If you think about it, this is the same question faced by the Jew and the Muslim. Or the Christian and the atheist. Or the Democrat and the Republican. Most people don’t feel a pressing need to convince someone else of all their beliefs before they can be civil, before they can be friends, before they can live and let live. So why is this one issue the exception?
The Orthodox Jewish woman may believe that eating pig meat is an affront to God, while the Christian Reformed guy next door likely believes that mowing your lawn on a Sunday is the cardinal sin. And yet, nine times out of ten, if she’s mowing on Sunday, while he’s sitting on his front porch chowing down a ham sandwich, nothing is going to stop the exchange of pleasantries and general sense of good will from prevailing. They aren’t both thinking, “I’m so horribly offended by the fact that my neighbor disapproves of my ethical and theological beliefs that I must now invent a term to describe their intolerance.” We just accept the differences and move on. Welcome to America, the melting pot.
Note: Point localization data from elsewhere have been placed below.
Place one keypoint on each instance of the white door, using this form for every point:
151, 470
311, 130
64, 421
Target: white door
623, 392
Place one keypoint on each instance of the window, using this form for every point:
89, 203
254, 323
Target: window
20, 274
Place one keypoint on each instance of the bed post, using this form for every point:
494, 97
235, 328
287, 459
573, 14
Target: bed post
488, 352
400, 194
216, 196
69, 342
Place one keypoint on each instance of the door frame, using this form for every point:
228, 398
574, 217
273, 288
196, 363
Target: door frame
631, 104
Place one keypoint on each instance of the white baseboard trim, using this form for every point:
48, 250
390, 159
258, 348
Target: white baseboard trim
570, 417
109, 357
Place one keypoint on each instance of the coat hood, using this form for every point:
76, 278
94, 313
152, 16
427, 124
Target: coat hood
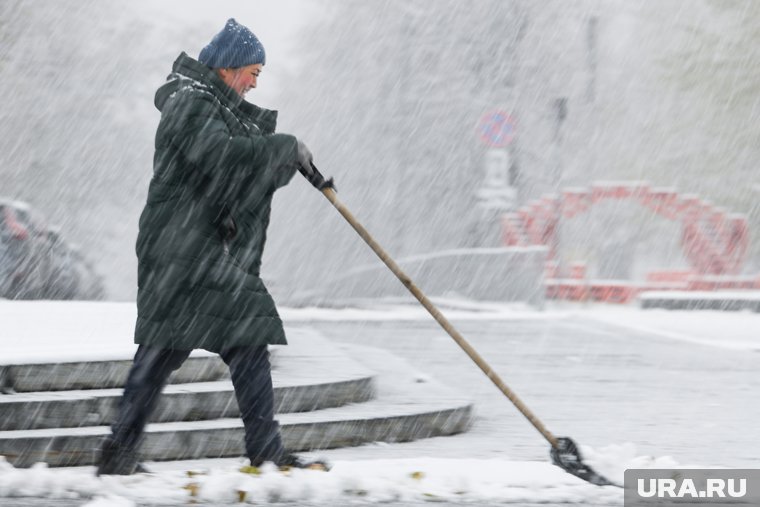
188, 72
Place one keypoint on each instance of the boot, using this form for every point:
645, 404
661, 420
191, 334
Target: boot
288, 461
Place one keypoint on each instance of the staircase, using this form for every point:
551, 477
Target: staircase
326, 396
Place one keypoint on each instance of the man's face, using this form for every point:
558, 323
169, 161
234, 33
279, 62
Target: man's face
241, 79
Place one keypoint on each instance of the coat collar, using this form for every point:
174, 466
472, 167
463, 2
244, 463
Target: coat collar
187, 68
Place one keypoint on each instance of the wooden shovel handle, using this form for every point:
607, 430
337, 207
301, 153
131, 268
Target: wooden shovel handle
438, 316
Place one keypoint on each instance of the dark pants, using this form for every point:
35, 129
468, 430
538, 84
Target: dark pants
251, 377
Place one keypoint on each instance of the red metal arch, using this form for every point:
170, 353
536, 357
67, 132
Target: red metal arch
714, 242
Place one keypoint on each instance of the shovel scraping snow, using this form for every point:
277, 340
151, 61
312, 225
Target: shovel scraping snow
564, 452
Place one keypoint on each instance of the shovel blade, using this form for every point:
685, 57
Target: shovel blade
567, 456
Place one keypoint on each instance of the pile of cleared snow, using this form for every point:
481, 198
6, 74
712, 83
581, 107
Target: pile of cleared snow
494, 481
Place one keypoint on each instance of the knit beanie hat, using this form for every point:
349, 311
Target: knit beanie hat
235, 46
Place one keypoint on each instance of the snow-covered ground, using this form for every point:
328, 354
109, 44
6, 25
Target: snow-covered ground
417, 472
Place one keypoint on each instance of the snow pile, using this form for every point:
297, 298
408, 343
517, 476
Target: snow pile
490, 481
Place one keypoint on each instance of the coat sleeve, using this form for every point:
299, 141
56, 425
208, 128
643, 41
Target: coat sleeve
193, 124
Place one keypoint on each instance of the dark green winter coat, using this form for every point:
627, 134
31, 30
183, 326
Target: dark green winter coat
202, 232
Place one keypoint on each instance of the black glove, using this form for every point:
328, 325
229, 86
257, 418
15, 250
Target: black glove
304, 158
315, 177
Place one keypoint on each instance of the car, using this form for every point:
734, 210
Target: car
36, 262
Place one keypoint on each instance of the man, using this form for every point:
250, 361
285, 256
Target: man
217, 164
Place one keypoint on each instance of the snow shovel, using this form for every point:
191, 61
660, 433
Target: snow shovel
564, 452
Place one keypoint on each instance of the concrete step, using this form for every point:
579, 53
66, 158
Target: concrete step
309, 374
407, 406
379, 420
180, 402
66, 376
So, what makes this issue different? Homophobia. The real thing, not the blanket accusation that the media throws at anyone who resembles a conservative Christian. What makes this issue different is that, in certain areas, gay couples do still have a hard time finding a landlord who will rent them a place to live. They still do find it hard to walk down the street without someone shouting a slur (or threat) at them. They often are disowned by family and condemned by former friends. And the church, despite Scripture’s repeated insistence to the contrary, often acts like the sin of homosexuals is filthier than the sin of heterosexuals.
So, yeah, it’s a made-up word. But it describes a real thing. It describes a phenomenon wherein I can point at someone else, call them queer, and feel like I’ve got it all together morally, spiritually, family-wise, etc. because hey—at least I’m not like them.
And shame on us if we ever give in to that temptation.
Just love the sinner. You don’t need to worry about hating their sin for them. You’ve got enough of your own sin to hate.